I. Présentation de la CJIP
La CJIP a été introduite par la loi du 9 décembre 2016 relative à la transparence, à la lutte contre la corruption et à la modernisation de la vie économique [1], dite loi « Sapin II » et son décret d’application du 27 avril 2017 [2]. Ses modalités ont été précisées par une circulaire en date du 31 janvier 2018 [3] et par une dépêche du 21 mars 2019 de la Direction des affaires criminelles et des Grâces (DACG) [4].
La CJIP a, en outre, fait l’objet de plusieurs modifications législatives. La première modification a été opérée par la loi du 23 octobre 2018, relative à la lutte contre la fraude [5], puis par la loi relative au Parquet européen, à la justice environnementale et à la justice pénale spécialisée du 24 décembre 2020 [6].
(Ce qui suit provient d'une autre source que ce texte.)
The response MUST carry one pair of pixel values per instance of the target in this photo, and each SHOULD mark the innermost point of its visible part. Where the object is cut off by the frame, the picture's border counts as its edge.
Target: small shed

Par ailleurs, la CJIP est également régie par les « lignes directrices relatives à la mise en œuvre de la convention judiciaire d’intérêt public », adoptées conjointement le 27 juin 2019 par le Parquet national financier (PNF) et l’Agence française anticorruption (AFA) [en ligne].
Alors que la CRPC est ouverte non seulement aux personnes physiques et aux personnes morales, la CJIP ne peut s’appliquer qu’aux personnes morales ayant commis l’une ou plusieurs des infractions limitativement énumérées à l’article 41-1-2, I du Code de procédure pénale (N° Lexbase : L5527LZQ). Il s’agit notamment des délits de corruption et trafic d’influence ainsi que toute infraction connexe.
En matière de fiscalité, la loi Sapin II ne visait initialement que le blanchiment des infractions prévues aux articles 1741 (N° Lexbase : L6015LMQ) (fraude fiscale) et 1743 (N° Lexbase : L3888IZZ) du CGI (infractions assimilées à la fraude fiscale, relatives à la comptabilité, à l’entremise pour le dépôt de valeurs ou l'encaissement de coupons à l'étranger ainsi qu’à la fourniture de renseignements en vue de l'obtention d'agréments ou d'une autorisation dans le cadre de dispositifs d'investissements, notamment en outre-mer).
La loi du 23 octobre 2018, relative à la lutte contre la fraude fiscale, a élargi le champ d’application de ce dispositif aux délits de fraude fiscale et assimilés visés aux articles 1741 et 1743 du CGI, et non plus au seul blanchiment de ces délits.
💡 La première CJIP homologuée en 2017 portait sur un cas de blanchiment de fraude fiscale par la Banque HSBC Suisse, laquelle a reconnu les faits et accepté de payer une amende de 300 millions d’euros. Celle-ci représente près de 20 % des avoirs des clients soustraits à l’impôt (1,6 milliard d’euros). |
A. Les obligations pouvant résulter de la CJIP
Une CJIP est susceptible d'imposer trois sortes d'obligations à la personne morale :
Le montant de l’amende d'intérêt public versée au Trésor public est fixé de manière proportionnée aux avantages tirés des manquements constatés, dans la limite de 30 % du chiffre d'affaires moyen annuel, calculé sur les trois derniers chiffres d'affaires annuels connus à la date du constat de ces manquements.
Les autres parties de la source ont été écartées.